The 20th anniversary of 9/11 has come and gone, and the refrain is “never forget,” but until the 21st anniversary comes around I think we do forget. And clearly those first responders and others (such as dog handlers) have been forgotten. Sure, we applaud them, but we don’t support all their medical needs directly linked to 9/11. That’s unfathomable but it’s true.

While, on 9/11 the entire nation came together as one – when an intruder this time appeared from overseas – a virus- we’ve splintered as a nation. According to historians, that’s way different compared to the Spanish Influenza outbreak of 1918 when people often listened to medical expertise (albeit there were apparently some dissenters way back then) or when  Dr. Jonas Salk in announced on a national radio show that he has successfully tested a vaccine against polio. In 1952—an epidemic year for polio—there were 58,000 new cases reported in the United States, and more than 3,000 died from the disease, not to mention many more around the world.
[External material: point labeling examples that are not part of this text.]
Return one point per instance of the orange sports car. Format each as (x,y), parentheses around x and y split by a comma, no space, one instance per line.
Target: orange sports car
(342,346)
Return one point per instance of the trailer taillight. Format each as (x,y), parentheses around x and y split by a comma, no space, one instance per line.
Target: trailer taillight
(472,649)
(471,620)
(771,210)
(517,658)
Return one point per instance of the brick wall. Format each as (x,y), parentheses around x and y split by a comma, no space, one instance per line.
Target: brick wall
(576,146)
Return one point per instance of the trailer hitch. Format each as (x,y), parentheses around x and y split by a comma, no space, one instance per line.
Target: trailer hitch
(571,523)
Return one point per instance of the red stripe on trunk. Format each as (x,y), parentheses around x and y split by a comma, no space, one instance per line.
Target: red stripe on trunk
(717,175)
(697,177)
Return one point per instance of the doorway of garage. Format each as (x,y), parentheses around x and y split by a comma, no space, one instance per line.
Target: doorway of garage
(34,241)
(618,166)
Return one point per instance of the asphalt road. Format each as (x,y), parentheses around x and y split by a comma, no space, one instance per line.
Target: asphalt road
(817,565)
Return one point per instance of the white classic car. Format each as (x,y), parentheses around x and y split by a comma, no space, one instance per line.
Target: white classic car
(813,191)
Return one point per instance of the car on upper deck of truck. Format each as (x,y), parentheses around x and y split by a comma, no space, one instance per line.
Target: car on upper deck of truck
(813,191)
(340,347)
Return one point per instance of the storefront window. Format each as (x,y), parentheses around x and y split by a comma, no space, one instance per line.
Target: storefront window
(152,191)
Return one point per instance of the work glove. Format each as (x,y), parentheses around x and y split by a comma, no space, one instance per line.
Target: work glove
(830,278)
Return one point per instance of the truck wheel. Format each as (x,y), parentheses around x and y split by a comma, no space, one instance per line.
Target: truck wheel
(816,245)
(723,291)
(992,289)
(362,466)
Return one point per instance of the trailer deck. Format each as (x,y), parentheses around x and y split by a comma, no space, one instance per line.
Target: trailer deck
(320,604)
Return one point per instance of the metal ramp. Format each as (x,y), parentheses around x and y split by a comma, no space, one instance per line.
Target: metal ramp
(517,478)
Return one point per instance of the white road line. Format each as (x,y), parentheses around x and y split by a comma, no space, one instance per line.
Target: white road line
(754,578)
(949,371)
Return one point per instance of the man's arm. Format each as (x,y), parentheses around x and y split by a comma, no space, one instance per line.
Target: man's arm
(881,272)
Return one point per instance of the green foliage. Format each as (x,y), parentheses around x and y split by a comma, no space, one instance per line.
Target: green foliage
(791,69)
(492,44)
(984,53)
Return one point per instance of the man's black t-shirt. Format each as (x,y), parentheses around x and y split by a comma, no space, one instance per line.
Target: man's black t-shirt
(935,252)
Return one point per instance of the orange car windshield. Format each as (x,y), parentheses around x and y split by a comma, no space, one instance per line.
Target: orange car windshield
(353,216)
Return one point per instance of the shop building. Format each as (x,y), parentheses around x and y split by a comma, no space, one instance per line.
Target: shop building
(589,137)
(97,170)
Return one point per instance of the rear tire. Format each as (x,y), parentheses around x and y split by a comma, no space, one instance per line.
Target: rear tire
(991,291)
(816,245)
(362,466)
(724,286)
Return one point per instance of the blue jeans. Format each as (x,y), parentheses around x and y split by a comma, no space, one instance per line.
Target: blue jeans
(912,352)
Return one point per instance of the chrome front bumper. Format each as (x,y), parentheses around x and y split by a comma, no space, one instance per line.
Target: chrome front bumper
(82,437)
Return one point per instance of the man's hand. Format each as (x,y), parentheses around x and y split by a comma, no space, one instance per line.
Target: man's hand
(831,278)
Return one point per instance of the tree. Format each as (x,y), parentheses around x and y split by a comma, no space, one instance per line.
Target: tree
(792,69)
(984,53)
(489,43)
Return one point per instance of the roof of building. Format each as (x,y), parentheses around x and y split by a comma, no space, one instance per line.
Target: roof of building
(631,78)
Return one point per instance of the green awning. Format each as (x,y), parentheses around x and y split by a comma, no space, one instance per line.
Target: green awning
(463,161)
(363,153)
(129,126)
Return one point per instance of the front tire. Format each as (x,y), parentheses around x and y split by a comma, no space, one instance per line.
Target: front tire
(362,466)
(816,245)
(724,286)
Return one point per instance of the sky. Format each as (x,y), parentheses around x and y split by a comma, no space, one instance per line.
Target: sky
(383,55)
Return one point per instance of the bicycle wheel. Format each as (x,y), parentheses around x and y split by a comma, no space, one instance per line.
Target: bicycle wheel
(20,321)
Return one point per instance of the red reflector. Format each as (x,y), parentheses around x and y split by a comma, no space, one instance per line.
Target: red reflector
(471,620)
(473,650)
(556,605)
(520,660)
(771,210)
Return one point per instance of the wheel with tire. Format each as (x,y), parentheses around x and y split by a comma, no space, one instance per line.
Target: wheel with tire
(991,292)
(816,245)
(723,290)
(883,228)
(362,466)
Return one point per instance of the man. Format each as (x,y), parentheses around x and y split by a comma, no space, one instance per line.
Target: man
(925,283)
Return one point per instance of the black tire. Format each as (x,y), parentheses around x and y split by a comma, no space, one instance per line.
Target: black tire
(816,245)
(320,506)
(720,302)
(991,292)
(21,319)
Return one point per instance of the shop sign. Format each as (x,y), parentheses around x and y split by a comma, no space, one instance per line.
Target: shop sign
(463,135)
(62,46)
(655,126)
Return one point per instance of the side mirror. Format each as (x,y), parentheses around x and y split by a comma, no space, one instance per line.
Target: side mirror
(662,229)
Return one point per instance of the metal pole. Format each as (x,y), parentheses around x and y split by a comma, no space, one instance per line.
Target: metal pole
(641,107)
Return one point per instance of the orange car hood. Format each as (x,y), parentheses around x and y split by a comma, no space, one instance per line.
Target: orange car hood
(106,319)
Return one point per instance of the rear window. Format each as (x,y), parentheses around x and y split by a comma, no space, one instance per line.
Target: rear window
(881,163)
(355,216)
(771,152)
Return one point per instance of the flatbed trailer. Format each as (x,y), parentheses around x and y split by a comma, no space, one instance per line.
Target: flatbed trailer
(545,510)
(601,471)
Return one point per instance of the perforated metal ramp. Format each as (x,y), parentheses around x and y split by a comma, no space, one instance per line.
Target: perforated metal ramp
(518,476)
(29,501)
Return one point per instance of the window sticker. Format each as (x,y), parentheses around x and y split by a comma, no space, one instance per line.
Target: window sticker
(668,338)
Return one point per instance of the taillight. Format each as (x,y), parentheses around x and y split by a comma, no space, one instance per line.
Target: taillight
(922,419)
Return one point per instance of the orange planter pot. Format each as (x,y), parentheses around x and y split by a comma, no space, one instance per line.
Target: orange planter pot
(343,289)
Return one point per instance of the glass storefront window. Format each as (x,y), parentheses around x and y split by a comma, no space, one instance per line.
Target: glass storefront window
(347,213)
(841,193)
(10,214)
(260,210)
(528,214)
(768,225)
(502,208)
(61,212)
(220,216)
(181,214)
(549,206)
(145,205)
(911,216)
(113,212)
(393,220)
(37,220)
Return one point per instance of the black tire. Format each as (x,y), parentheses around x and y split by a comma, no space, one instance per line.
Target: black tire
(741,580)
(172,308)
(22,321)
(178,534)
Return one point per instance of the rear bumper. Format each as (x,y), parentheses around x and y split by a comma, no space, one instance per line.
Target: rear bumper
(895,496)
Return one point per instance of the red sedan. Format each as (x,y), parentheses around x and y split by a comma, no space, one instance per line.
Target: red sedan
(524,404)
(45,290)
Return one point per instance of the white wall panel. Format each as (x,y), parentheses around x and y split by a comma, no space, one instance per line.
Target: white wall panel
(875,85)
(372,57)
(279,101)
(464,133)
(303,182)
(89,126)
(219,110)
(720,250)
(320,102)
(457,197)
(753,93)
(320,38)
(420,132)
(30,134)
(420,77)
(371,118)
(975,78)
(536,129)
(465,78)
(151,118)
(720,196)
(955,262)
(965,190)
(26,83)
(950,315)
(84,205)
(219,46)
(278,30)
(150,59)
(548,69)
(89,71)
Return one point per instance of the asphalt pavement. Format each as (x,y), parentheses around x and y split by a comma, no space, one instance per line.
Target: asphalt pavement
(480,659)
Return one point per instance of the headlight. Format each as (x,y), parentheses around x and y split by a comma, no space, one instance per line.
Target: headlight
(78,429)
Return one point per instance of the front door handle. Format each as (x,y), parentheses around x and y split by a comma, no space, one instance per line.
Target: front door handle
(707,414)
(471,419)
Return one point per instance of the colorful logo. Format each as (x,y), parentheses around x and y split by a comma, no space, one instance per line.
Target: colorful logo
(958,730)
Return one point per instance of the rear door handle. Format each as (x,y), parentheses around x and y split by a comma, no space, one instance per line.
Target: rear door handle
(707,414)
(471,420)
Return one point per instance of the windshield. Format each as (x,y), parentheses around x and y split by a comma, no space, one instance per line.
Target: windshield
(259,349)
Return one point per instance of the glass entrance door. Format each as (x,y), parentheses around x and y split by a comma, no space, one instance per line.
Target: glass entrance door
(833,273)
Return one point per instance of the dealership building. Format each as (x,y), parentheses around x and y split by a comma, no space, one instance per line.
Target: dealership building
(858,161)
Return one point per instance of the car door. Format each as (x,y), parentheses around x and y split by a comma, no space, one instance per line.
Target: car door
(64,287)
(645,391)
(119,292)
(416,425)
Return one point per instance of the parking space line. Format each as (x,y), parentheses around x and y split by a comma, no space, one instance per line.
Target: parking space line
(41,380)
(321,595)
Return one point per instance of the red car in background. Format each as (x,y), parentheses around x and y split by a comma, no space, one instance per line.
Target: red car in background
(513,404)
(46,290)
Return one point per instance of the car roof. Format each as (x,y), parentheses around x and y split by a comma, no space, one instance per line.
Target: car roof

Today, in the U.S., many 20-somethings have no clue what polio even is, and of course that is solely because of  vaccination. Dr. Salk was considered a hero of his day.  Today, there is an enemy attacking the U.S., and we can win – but only if we choose to. Directly after 9/11 – at least for a few days politics and divisiveness disappeared. In sense, those were good days. If Never Forget was truly real – that would be wonderful. Unfortunately, it appears to be a hollow phrase.